Suddenly from behind her, she heard a voice, “Lucille? It’s me.”
She turned, furious. How had they gotten in? How DARE they?
She launched herself at the intruder, prepared to fight. Arms flailing and abuse spewing forth from her mouth, she was stunned to discover there was nobody there.
Confused and shaken, she retreated to the lounge room. Pouring herself a scotch, she perched herself in the arm chair opposite her husband.
“I don’t know Walter,” she began, “between the strangers in the yard and ghosts in the house, I just don’t know if I can stay here anymore.”
Walter smiled and winked reassuringly. “My daring wife, I am quite sure it’s all in your head. Don’t be scared. I will always be here to protect you.”
Somewhat comforted, she returned his smiled and listened instead for the sounds of her children. Straining, her brow furrowed, she heard nothing at first. But soon, a symphony of animated high pitched chatter, laughter, the squeaking and squealing of toy cars and thumping footsteps up and down the hallway, lulled her anxious heart.
This time, the voice was more urgent.
She whipped her head around, again seeing no one.
“What do you want?” she demanded. “Why won’t you leave me alone?”

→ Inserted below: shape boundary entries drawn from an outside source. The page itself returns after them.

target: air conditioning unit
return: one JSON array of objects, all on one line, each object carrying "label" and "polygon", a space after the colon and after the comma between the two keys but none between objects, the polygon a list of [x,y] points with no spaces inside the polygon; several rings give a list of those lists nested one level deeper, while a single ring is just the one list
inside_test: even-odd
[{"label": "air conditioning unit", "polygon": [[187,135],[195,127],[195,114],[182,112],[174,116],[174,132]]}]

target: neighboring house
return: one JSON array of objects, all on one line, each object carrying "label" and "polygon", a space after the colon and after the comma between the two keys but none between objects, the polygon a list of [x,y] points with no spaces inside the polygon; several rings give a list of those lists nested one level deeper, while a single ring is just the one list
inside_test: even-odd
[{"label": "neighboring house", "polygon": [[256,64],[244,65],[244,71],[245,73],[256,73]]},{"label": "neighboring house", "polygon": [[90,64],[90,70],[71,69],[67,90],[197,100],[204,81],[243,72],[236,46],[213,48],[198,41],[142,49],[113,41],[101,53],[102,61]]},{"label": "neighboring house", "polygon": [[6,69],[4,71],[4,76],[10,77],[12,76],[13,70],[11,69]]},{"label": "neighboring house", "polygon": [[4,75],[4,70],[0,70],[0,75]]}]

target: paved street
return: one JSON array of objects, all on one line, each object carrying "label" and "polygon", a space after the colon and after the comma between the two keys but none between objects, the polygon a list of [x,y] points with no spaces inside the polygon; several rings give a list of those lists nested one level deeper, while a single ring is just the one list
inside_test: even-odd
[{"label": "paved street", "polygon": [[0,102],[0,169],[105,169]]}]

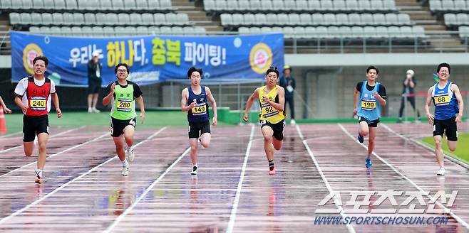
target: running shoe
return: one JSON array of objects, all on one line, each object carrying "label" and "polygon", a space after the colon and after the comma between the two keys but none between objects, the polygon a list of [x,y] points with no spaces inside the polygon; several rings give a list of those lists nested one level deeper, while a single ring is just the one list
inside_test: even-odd
[{"label": "running shoe", "polygon": [[440,170],[438,170],[438,172],[436,173],[437,175],[445,175],[445,173],[446,170],[445,170],[445,168],[440,168]]},{"label": "running shoe", "polygon": [[372,166],[371,160],[369,158],[365,159],[365,166],[366,167],[366,168],[371,168],[371,166]]},{"label": "running shoe", "polygon": [[365,141],[365,138],[364,138],[363,136],[360,135],[359,133],[358,139],[359,139],[359,141],[361,143],[363,143],[363,142]]},{"label": "running shoe", "polygon": [[190,172],[190,175],[197,175],[197,167],[193,166],[192,170]]},{"label": "running shoe", "polygon": [[38,173],[38,172],[36,172],[36,180],[34,180],[34,182],[36,183],[40,184],[41,183],[41,178],[39,175],[39,173]]},{"label": "running shoe", "polygon": [[123,166],[123,170],[122,170],[122,173],[120,173],[120,174],[122,175],[128,175],[128,170],[129,170],[130,168],[130,165]]},{"label": "running shoe", "polygon": [[275,166],[269,166],[269,175],[275,175]]},{"label": "running shoe", "polygon": [[128,158],[128,161],[130,163],[133,162],[133,159],[135,158],[135,155],[133,153],[132,147],[127,148],[127,158]]}]

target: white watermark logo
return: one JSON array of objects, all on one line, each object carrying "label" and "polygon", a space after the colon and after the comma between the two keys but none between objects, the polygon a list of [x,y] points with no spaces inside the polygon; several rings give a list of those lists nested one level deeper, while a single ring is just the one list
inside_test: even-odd
[{"label": "white watermark logo", "polygon": [[[346,214],[443,214],[450,211],[448,207],[452,207],[454,204],[458,191],[452,191],[451,193],[446,193],[444,190],[438,191],[427,203],[425,198],[428,196],[428,194],[429,192],[403,192],[394,190],[378,192],[334,191],[324,197],[318,204],[318,206],[324,206],[332,200],[336,205],[342,207],[344,212]],[[343,205],[342,197],[348,198],[345,205]],[[398,203],[396,199],[403,200],[403,201]],[[379,208],[379,206],[386,200],[386,207]],[[436,208],[437,201],[444,205],[445,208]],[[388,203],[390,203],[393,207],[389,208]],[[361,207],[366,207],[366,208],[361,208]],[[340,210],[337,208],[318,208],[314,212],[316,214],[339,214]]]}]

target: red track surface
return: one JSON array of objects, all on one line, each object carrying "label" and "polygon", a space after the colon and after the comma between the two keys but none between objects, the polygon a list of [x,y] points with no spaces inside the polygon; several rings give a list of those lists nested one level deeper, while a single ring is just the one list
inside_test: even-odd
[{"label": "red track surface", "polygon": [[[447,175],[437,177],[433,153],[407,140],[431,135],[430,126],[387,126],[393,131],[378,128],[375,152],[382,160],[373,156],[367,171],[366,150],[355,139],[357,124],[289,126],[284,146],[275,153],[274,176],[267,175],[258,126],[251,141],[250,126],[213,127],[211,147],[199,149],[197,176],[190,175],[187,129],[137,129],[140,143],[128,177],[120,174],[108,129],[87,126],[49,141],[53,156],[41,185],[34,183],[36,156],[26,158],[21,146],[0,152],[0,232],[467,232],[468,169],[445,161]],[[461,131],[467,129],[465,125]],[[0,139],[4,149],[21,144],[19,136]],[[337,210],[332,200],[318,206],[331,190],[405,192],[417,187],[431,195],[458,190],[450,209],[458,220],[450,216],[445,225],[314,224],[316,217],[339,216],[314,213],[320,207]],[[341,198],[346,216],[379,215],[346,214],[352,207],[345,205],[349,197]],[[403,198],[396,198],[398,203]],[[385,202],[361,209],[393,207]]]}]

Distressed, she began rocking. It was all too much. The voices, the strangers, the ghosts. What was happening to her?
~ ~ ~ ~ ~ ~ ~ ~ ~ ~ ~ ~ ~ ~ ~
“I’m afraid your grandmother’s dementia has become quite advanced,” the doctor explained kindly. “It’s likely she doesn’t recognise you or your family any longer. In fact, she may have retreated to the past, to a time when she was happy”.
“I don’t understand,” I protested. “She knew me yesterday.”
“That’s the strange thing about the mind”, the doctor continued, “we just have to keep sailing with it, wherever the person takes us. Even if it takes us out of that picture.”